Shared spectrum combined with small cell technology will open up every major enterprise to a new era of indoor cellular performance. Will there also be an opportunity for disruption of the mobile service provider business?
Shared spectrum will allow enterprises to build their own on-premises 5G networks, including options for unlicensed or lightly-licensed or quality-assured modes.
The United States will pioneer this with Citizens Broadband Radio Service and Rethink forecasts that by 2025, shared spectrum small cells will account for 48 percent of total new installations.
source: Rethink Research
CBRS will represent two thirds of those installations and the bulk of those will be within enterprises, running in both 5G and 4G, according to Rethink Technology Research.

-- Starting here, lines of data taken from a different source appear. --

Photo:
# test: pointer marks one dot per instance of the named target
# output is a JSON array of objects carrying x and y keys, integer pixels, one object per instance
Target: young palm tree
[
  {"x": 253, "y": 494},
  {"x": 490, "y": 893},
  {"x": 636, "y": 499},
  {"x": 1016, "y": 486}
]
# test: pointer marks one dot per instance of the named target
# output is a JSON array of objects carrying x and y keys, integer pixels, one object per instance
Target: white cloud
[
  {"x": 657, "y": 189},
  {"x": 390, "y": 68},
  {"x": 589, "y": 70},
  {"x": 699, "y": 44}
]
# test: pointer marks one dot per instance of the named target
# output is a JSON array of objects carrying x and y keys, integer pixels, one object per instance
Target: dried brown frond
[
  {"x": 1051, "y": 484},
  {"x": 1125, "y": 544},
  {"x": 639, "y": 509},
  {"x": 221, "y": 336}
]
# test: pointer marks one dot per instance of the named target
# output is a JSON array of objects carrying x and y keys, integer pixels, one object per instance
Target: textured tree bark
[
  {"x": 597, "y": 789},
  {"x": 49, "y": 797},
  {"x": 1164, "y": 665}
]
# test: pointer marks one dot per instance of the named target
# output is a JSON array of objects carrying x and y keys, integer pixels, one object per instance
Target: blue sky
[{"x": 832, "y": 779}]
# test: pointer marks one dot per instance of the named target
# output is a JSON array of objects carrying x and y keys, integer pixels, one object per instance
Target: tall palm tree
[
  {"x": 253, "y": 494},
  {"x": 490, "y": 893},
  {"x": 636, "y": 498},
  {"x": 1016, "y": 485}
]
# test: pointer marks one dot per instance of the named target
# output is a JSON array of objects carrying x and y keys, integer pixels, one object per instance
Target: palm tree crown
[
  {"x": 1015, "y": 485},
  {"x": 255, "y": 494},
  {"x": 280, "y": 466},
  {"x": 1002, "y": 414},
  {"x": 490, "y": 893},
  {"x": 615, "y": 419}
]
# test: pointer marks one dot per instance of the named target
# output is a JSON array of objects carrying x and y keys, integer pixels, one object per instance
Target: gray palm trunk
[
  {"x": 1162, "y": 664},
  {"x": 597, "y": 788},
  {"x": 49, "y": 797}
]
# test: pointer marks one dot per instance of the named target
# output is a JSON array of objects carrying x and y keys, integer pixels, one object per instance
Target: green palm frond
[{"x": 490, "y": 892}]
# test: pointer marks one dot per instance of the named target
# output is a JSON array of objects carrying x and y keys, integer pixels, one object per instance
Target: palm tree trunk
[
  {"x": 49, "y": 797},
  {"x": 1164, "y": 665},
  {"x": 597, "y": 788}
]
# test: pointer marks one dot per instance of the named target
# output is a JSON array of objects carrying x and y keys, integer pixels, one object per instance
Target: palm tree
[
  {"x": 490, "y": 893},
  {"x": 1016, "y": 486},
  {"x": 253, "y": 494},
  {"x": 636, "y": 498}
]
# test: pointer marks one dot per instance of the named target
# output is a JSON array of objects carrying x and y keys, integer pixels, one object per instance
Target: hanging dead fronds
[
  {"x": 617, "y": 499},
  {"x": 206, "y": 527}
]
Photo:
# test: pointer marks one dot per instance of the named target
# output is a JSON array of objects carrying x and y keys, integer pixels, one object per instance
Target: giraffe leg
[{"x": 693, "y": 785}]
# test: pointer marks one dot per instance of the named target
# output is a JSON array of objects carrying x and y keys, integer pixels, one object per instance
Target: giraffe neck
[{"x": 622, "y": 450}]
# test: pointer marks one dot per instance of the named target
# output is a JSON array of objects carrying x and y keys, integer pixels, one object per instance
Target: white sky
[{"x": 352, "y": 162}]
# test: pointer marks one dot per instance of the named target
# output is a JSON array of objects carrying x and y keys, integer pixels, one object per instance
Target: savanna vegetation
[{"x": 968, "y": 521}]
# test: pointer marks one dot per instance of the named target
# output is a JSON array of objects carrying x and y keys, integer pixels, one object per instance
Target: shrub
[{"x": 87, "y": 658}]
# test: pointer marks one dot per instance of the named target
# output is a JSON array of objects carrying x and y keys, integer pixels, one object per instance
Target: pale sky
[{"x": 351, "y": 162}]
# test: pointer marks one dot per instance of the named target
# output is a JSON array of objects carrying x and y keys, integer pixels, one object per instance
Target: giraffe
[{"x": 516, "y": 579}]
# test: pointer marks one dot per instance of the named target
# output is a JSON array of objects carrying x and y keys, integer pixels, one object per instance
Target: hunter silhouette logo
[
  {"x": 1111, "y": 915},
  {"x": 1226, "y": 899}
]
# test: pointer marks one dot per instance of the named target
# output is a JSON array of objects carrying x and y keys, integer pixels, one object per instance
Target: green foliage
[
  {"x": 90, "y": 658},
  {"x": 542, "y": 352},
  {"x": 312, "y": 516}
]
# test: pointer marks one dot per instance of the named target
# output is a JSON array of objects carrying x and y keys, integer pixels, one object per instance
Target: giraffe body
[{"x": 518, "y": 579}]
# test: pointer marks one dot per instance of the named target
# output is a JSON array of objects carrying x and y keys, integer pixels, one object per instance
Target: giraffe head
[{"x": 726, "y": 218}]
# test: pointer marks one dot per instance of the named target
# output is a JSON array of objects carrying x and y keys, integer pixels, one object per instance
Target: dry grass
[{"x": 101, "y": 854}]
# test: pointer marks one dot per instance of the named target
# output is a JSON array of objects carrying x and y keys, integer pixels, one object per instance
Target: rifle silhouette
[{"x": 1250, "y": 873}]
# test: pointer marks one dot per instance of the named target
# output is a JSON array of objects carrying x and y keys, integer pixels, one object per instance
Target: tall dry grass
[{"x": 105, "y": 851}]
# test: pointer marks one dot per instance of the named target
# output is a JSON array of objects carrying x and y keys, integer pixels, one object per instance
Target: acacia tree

Rethink researchers believe there could be as many as 3.7 million base stations using shared spectrum installed globally by 2025.
Licensed-band small cells in enterprise and outdoor markets will reach peak roll-out levels in 2019 because of major densification programs by Sprint, AT&T and Verizon, but will decline between that year and 2022 as the operators shift their focus to 5G, first in the macro layer and later in small cells.
New types of operators, including neutral hosts, cloud providers and enterprise system integration firms will be able to harness shared spectrum and small cells to deploy their own indoor networks.
Full displacement seems unlikely, since mobility needs still will be necessary, for phone users.
But indoor 5G networks might also be substitutes for Wi-Fi networks. In that case, private 5G traffic that has to leave the premises might first be aggregated, and might use a fixed network for access.